I am aware that, while employing loss.backward()
we need to specify retain_graph=True
if there are multiple networks and multiple loss functions to optimize each network separately. But even with (or without) specifying this parameter I am getting errors. Following is an MWE to reproduce the issue (on PyTorch 1.6).
import torch
from torch import nn
from torch import optim
torch.autograd.set_detect_anomaly(True)
class GRU1(nn.Module):
def __init__(self):
super(GRU1, self).__init__()
self.brnn = nn.GRU(input_size=2, bidirectional=True, num_layers=1, hidden_size=100)
def forward(self, x):
return self.brnn(x)
class GRU2(nn.Module):
def __init__(self):
super(GRU2, self).__init__()
self.brnn = nn.GRU(input_size=200, bidirectional=True, num_layers=1, hidden_size=1)
def forward(self, x):
return self.brnn(x)
gru1 = GRU1()
gru2 = GRU2()
gru1_opt = optim.Adam(gru1.parameters())
gru2_opt = optim.Adam(gru2.parameters())
criterion = nn.MSELoss()
for i in range(100):
gru1_opt.zero_grad()
gru2_opt.zero_grad()
vector = torch.randn((15, 100, 2))
gru1_output, _ = gru1(vector) # (15, 100, 200)
loss_gru1 = criterion(gru1_output, torch.randn((15, 100, 200)))
loss_gru1.backward(retain_graph=True)
gru1_opt.step()
gru1_output, _ = gru1(vector) # (15, 100, 200)
gru2_output, _ = gru2(gru1_output) # (15, 100, 2)
loss_gru2 = criterion(gru2_output, torch.randn((15, 100, 2)))
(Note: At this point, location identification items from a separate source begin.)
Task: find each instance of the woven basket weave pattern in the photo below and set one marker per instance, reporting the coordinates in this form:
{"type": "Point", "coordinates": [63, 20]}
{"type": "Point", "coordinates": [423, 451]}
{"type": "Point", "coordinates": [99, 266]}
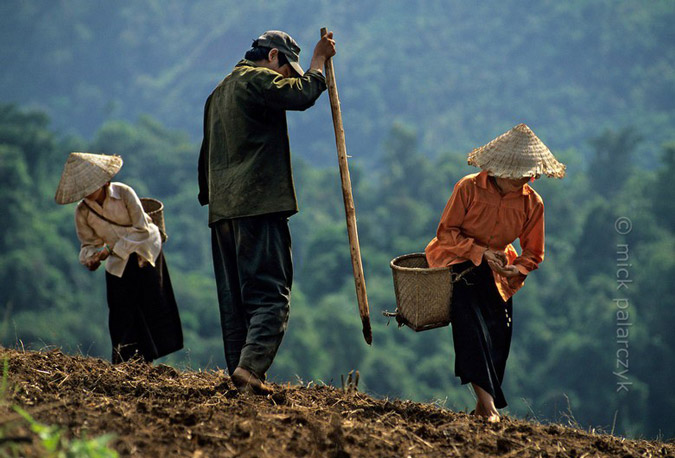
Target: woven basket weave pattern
{"type": "Point", "coordinates": [155, 210]}
{"type": "Point", "coordinates": [423, 294]}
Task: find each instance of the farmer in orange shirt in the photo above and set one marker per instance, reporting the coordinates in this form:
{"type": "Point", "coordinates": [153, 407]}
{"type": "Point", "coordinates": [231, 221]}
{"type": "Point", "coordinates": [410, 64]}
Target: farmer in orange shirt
{"type": "Point", "coordinates": [486, 212]}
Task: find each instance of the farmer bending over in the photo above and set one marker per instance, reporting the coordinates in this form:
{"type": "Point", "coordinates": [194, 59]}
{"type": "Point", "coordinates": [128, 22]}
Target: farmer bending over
{"type": "Point", "coordinates": [486, 212]}
{"type": "Point", "coordinates": [113, 228]}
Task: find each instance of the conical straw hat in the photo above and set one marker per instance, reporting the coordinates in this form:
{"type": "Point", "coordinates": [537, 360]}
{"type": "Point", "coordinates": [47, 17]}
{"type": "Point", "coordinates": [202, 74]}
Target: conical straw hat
{"type": "Point", "coordinates": [517, 153]}
{"type": "Point", "coordinates": [83, 174]}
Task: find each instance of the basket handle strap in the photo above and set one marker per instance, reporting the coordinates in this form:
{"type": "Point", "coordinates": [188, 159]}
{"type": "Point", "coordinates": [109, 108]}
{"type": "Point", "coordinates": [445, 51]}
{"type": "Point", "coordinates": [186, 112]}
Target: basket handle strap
{"type": "Point", "coordinates": [458, 277]}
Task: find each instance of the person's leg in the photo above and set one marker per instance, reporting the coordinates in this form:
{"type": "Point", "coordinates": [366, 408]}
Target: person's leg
{"type": "Point", "coordinates": [160, 329]}
{"type": "Point", "coordinates": [266, 275]}
{"type": "Point", "coordinates": [123, 316]}
{"type": "Point", "coordinates": [485, 406]}
{"type": "Point", "coordinates": [232, 316]}
{"type": "Point", "coordinates": [479, 344]}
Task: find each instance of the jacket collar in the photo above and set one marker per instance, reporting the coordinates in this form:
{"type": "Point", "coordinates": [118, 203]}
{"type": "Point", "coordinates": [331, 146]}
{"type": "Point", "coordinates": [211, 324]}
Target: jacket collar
{"type": "Point", "coordinates": [482, 180]}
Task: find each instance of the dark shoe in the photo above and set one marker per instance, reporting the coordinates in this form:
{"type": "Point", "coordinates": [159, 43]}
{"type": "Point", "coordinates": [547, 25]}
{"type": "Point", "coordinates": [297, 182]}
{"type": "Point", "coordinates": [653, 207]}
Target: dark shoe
{"type": "Point", "coordinates": [247, 382]}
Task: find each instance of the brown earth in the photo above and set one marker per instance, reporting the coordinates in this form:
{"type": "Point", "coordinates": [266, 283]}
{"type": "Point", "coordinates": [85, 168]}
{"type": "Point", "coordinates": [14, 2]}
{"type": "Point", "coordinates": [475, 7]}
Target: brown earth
{"type": "Point", "coordinates": [158, 411]}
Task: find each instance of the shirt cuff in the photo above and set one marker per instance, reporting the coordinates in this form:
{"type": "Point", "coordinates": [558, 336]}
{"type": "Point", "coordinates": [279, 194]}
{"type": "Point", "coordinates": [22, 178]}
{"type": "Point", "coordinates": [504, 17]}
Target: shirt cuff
{"type": "Point", "coordinates": [522, 269]}
{"type": "Point", "coordinates": [476, 254]}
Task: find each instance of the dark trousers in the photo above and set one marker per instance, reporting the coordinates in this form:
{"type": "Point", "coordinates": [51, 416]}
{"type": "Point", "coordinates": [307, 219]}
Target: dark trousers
{"type": "Point", "coordinates": [143, 318]}
{"type": "Point", "coordinates": [481, 330]}
{"type": "Point", "coordinates": [254, 273]}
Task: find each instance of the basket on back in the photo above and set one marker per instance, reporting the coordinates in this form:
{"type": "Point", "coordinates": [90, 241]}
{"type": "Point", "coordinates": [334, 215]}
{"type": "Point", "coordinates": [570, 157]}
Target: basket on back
{"type": "Point", "coordinates": [423, 294]}
{"type": "Point", "coordinates": [155, 210]}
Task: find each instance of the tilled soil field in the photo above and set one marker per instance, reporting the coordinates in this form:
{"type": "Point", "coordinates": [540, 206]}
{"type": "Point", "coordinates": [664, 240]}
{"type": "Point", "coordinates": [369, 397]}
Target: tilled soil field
{"type": "Point", "coordinates": [158, 411]}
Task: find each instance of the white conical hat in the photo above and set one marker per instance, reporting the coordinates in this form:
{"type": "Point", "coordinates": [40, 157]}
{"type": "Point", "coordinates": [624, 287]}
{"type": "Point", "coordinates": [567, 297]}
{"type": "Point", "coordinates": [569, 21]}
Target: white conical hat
{"type": "Point", "coordinates": [517, 153]}
{"type": "Point", "coordinates": [84, 173]}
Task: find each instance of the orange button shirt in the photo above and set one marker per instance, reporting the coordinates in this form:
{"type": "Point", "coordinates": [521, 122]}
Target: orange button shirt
{"type": "Point", "coordinates": [478, 217]}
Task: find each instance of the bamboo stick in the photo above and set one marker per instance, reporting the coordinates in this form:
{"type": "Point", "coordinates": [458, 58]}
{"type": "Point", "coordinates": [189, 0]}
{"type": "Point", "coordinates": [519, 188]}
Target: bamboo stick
{"type": "Point", "coordinates": [350, 211]}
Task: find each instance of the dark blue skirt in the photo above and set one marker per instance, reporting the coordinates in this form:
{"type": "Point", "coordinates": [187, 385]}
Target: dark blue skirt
{"type": "Point", "coordinates": [481, 330]}
{"type": "Point", "coordinates": [143, 318]}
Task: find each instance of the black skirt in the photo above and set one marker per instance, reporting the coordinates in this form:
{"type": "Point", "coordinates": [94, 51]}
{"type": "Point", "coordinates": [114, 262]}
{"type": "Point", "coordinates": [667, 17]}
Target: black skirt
{"type": "Point", "coordinates": [143, 319]}
{"type": "Point", "coordinates": [481, 330]}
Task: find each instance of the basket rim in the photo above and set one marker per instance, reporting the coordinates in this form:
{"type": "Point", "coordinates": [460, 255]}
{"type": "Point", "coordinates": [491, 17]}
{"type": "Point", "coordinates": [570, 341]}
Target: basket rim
{"type": "Point", "coordinates": [153, 200]}
{"type": "Point", "coordinates": [394, 266]}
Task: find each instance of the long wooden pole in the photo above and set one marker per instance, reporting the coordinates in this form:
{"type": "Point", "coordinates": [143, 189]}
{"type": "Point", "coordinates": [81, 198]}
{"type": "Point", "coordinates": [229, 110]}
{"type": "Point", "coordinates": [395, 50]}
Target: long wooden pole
{"type": "Point", "coordinates": [350, 211]}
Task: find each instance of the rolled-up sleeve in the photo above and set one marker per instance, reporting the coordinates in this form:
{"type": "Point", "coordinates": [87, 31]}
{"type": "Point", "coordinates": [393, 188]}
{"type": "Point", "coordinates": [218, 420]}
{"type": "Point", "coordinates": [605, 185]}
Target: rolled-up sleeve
{"type": "Point", "coordinates": [292, 93]}
{"type": "Point", "coordinates": [90, 243]}
{"type": "Point", "coordinates": [532, 240]}
{"type": "Point", "coordinates": [450, 242]}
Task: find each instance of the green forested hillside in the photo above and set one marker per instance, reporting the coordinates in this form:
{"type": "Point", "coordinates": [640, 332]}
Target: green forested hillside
{"type": "Point", "coordinates": [565, 353]}
{"type": "Point", "coordinates": [462, 72]}
{"type": "Point", "coordinates": [421, 84]}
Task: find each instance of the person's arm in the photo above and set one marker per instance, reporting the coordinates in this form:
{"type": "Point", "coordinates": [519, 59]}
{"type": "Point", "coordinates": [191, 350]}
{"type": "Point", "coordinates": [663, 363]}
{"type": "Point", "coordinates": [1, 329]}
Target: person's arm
{"type": "Point", "coordinates": [451, 241]}
{"type": "Point", "coordinates": [532, 240]}
{"type": "Point", "coordinates": [203, 164]}
{"type": "Point", "coordinates": [323, 50]}
{"type": "Point", "coordinates": [90, 243]}
{"type": "Point", "coordinates": [299, 93]}
{"type": "Point", "coordinates": [532, 245]}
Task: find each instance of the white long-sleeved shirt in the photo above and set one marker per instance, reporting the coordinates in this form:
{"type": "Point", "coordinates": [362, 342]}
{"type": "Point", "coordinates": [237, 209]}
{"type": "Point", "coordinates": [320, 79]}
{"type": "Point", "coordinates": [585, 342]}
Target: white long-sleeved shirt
{"type": "Point", "coordinates": [123, 206]}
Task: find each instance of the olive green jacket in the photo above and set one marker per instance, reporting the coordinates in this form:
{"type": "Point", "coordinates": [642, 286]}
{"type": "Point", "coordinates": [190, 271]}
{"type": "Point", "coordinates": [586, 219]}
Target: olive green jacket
{"type": "Point", "coordinates": [245, 159]}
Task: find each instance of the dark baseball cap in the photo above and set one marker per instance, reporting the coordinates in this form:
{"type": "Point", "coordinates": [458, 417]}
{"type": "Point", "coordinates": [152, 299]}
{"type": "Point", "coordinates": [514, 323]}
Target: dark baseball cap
{"type": "Point", "coordinates": [285, 44]}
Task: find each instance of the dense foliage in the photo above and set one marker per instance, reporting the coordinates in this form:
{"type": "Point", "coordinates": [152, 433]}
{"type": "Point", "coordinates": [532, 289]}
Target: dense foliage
{"type": "Point", "coordinates": [421, 83]}
{"type": "Point", "coordinates": [466, 71]}
{"type": "Point", "coordinates": [566, 348]}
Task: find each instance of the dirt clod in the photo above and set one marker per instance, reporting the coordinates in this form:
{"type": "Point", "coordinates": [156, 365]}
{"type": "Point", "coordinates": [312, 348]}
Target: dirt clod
{"type": "Point", "coordinates": [158, 411]}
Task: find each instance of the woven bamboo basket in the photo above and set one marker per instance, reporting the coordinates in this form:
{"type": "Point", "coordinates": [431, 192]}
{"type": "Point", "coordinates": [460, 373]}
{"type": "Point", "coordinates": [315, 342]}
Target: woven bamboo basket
{"type": "Point", "coordinates": [423, 294]}
{"type": "Point", "coordinates": [155, 210]}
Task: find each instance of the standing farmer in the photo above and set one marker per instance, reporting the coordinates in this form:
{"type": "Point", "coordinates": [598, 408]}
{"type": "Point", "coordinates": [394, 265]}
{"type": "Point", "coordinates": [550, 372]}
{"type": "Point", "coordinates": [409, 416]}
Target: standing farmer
{"type": "Point", "coordinates": [246, 179]}
{"type": "Point", "coordinates": [486, 212]}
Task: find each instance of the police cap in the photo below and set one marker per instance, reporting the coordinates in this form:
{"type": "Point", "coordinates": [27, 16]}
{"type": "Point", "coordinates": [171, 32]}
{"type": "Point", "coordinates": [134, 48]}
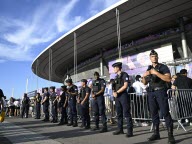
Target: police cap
{"type": "Point", "coordinates": [64, 87]}
{"type": "Point", "coordinates": [52, 87]}
{"type": "Point", "coordinates": [46, 88]}
{"type": "Point", "coordinates": [117, 64]}
{"type": "Point", "coordinates": [69, 81]}
{"type": "Point", "coordinates": [153, 52]}
{"type": "Point", "coordinates": [84, 80]}
{"type": "Point", "coordinates": [96, 73]}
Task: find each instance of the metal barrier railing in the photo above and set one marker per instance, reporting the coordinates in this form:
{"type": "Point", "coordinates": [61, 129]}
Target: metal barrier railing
{"type": "Point", "coordinates": [180, 104]}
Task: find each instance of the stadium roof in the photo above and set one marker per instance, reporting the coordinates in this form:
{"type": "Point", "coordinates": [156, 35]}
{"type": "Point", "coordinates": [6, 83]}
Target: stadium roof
{"type": "Point", "coordinates": [138, 18]}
loss_gru2.backward(retain_graph=True)
gru2_opt.step()
print(f"GRU1 loss: {loss_gru1.item()}, GRU2 loss: {loss_gru2.item()}")
With retain_graph
set to True
I get the error
RuntimeError: one of the variables needed for gradient computation has been modified by an inplace operation: [torch.FloatTensor [100, 300]], which is output 0 of TBackward, is at version 2; expected version 1 instead. Hint: the backtrace further above shows the operation that failed to compute its gradient. The variable in question was changed in there or anywhere later. Good luck!
The error without the parameter is
RuntimeError: Trying to backward through the graph a second time, but the saved intermediate results have already been freed. Specify retain_graph=True when calling backward the first time.
which is expected.
Please point at what needs to be changed in the above code for it to begin training. Any help is appreciated.
In such a case, one can detach the computation graph to exclude the parameters that don't need to be optimized. In this case, the computation graph should be detached after the second forward pass with gru1
i.e.
....
gru1_opt.step()
gru1_output, _ = gru1(vector)
gru1_output = gru1_output.detach()
....
This way, you won't "try to backward through the graph a second time" as the error mentioned.